Ausgabe 04 - 2006 berliner stadtzeitung
scheinschlag
 

 

Reaktionäre Spurenelemente

Pay The Devil: Van Morrisons angemessener Umgang mit amerikanischer Country-Music

Einer der Gründe, warum viele seiner Anhänger Van Morrison seine Ausflüge ins Country-Genre übelnehmen, ist sicherlich die Tatsache, daß er hier nicht die Gelegenheit hat, eine seiner größten Stärken auszuspielen: die vokale Improvisation. Die besondere Intensität seines Gesangs entsteht dadurch, daß er über eine fast unendliche Fülle von Möglichkeiten verfügt, mit seiner Stimme Emotionen und seelische Zustände zu reflektieren. In der Country-Musik ist dies schwieriger als etwa im Blues oder Jazz. Die Melodien sind vorgegeben und lassen nur wenig Spielraum für Improvisationen. Trotzdem gelingt es Van Morrison, sich diese Musikgattung zu eigen zu machen und ihr neue Aspekte abzugewinnen.

Pay The Devil ist nicht Van Morrisons erste Annäherung an die Country-Musik. Der „Belfast Cowboy", der zu Recht als einer der größten Interpreten der Populärmusik gehandelt wird, hat im Laufe seiner mittlerweile über vierzigjährigen Karriere immer wieder Berührungen mit Country gehabt ­ auch wenn man natürlich festhalten muß, daß Morrisons musikalischer Kosmos seit jeher hauptsächlich um die Pole Jazz, Blues, Soul und Irish Folk kreist. Jedoch: Bereits in seinen frühen Jahren waren auf einigen seiner Songs Steelgitarren und Country-Harmonien zu hören, so beispielsweise auf den Alben His Band And The Street Choir und Tupelo Honey aus den siebziger Jahren. Auch damals schon wurde er dafür gelegentlich von Fans angegriffen ­ man wollte nicht akzeptieren, daß der Gralshüter des „weißen Soul" auch nur Spurenelemente der als „reaktionär" gescholtenen Countrymusik in seine Songs einbaut.

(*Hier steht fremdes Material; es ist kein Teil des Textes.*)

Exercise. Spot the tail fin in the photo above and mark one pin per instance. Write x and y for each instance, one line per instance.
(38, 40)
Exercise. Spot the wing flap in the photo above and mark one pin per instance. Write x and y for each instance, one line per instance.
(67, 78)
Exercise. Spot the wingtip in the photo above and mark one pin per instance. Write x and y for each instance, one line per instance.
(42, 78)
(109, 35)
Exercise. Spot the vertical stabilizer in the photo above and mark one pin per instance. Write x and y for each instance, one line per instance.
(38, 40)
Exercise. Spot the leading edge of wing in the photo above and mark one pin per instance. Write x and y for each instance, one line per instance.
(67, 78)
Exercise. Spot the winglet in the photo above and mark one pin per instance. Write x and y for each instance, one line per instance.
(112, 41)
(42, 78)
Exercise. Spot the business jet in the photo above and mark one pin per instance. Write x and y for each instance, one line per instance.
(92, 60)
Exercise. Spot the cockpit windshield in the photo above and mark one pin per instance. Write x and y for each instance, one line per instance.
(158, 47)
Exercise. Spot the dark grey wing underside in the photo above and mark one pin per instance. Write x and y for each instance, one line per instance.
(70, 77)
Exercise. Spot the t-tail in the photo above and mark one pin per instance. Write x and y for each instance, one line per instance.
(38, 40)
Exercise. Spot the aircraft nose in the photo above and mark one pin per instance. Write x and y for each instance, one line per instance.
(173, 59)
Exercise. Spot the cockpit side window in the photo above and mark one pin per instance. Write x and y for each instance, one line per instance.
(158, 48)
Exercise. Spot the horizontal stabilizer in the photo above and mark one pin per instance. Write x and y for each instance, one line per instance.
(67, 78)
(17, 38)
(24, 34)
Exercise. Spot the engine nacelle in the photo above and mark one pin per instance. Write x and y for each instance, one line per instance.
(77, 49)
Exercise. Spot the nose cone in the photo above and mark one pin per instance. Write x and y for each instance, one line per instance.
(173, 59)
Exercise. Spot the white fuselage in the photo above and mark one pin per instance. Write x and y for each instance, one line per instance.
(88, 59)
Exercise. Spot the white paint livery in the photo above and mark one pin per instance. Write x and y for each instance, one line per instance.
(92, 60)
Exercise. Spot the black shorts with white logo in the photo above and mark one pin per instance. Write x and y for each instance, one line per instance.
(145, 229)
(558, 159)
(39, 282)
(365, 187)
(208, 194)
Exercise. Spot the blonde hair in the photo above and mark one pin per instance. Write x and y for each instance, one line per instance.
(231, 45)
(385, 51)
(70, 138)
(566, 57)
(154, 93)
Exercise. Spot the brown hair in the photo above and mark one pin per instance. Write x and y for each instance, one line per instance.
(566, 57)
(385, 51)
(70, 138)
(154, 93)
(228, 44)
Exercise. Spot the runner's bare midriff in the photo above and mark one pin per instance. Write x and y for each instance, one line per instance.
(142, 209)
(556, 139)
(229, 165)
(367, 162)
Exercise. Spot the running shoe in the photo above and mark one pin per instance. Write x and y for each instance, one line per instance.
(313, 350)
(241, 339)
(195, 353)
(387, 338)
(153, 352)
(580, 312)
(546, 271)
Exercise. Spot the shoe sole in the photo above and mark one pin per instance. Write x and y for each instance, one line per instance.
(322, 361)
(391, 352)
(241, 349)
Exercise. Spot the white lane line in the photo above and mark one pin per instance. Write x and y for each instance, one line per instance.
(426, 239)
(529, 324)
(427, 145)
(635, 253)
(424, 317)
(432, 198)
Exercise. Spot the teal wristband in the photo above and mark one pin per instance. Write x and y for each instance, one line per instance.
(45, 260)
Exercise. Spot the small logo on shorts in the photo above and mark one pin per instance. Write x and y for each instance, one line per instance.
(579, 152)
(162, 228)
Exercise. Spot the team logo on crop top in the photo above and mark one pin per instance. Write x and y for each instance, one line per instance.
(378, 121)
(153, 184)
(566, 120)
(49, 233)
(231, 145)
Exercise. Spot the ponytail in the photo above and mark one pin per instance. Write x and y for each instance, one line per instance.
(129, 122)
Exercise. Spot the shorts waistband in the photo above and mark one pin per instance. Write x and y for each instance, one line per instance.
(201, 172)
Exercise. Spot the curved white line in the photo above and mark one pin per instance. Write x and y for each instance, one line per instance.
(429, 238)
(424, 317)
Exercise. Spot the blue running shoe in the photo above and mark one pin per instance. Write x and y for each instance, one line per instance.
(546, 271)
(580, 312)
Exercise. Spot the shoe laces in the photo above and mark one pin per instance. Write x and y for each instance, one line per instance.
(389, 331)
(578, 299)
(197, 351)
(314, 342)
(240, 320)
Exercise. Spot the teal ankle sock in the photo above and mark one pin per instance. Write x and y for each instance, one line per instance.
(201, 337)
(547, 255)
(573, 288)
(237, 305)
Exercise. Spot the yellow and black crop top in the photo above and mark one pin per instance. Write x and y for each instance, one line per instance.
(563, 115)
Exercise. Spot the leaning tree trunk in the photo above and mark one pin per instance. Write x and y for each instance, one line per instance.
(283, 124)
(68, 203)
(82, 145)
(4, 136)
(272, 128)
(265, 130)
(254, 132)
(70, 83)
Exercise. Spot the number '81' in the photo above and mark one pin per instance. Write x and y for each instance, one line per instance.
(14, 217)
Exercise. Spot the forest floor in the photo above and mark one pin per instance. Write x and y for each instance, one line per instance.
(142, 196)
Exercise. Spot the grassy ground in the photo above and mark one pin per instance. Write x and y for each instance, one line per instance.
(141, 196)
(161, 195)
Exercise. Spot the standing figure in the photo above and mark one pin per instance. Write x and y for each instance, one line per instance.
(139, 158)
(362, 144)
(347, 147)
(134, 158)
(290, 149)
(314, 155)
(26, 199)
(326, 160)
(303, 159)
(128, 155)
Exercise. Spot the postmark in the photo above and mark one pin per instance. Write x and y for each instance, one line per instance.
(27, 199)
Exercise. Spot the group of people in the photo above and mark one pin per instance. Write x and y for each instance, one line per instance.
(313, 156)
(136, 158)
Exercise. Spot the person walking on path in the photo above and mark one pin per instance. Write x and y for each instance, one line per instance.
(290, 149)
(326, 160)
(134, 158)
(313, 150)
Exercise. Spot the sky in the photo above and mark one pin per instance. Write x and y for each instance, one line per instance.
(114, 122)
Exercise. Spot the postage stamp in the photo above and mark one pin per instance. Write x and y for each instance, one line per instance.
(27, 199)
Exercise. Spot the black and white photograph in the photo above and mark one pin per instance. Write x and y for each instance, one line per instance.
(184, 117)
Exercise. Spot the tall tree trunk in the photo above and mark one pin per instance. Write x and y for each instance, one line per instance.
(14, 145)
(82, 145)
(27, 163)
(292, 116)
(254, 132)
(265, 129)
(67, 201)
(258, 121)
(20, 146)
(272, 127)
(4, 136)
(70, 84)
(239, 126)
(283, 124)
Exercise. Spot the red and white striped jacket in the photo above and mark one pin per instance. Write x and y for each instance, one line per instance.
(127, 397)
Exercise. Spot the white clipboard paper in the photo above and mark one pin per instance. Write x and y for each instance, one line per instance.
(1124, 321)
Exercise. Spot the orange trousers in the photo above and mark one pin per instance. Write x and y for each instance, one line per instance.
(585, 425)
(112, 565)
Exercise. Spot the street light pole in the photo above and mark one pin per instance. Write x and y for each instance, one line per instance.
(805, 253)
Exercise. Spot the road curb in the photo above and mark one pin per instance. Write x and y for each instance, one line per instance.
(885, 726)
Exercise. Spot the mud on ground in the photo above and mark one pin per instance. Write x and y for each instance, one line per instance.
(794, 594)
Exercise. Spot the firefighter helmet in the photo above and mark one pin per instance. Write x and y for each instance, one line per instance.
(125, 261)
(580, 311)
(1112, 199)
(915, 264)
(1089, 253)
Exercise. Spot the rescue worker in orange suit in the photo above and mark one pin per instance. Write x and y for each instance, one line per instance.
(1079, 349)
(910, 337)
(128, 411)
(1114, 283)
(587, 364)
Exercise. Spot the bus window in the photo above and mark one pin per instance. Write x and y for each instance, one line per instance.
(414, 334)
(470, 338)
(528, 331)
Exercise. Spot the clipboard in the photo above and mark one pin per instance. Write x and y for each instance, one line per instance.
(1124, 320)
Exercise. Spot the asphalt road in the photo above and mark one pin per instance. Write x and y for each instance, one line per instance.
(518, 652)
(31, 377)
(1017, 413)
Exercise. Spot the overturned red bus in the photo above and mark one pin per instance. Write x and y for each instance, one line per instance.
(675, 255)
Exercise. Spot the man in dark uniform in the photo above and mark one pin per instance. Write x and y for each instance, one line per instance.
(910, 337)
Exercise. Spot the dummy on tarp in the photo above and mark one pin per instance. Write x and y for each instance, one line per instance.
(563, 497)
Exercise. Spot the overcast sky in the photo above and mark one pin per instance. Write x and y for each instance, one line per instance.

Jene Morrison-Fans, die diese Art Musik nicht mögen, können einem leidtun, denn der Meister kennt diesmal keine Gnade: Das Album ist erfreulicherweise Country pur, traditionelle Honky-Tonk-Musik. Morrison und Band haben nicht nur den klassischen Sound der fünfziger und sechziger Jahre nachgebaut, sondern sie liefern mit ihrem Gespür für diese Musik eigenständige, angemessene Interpretationen.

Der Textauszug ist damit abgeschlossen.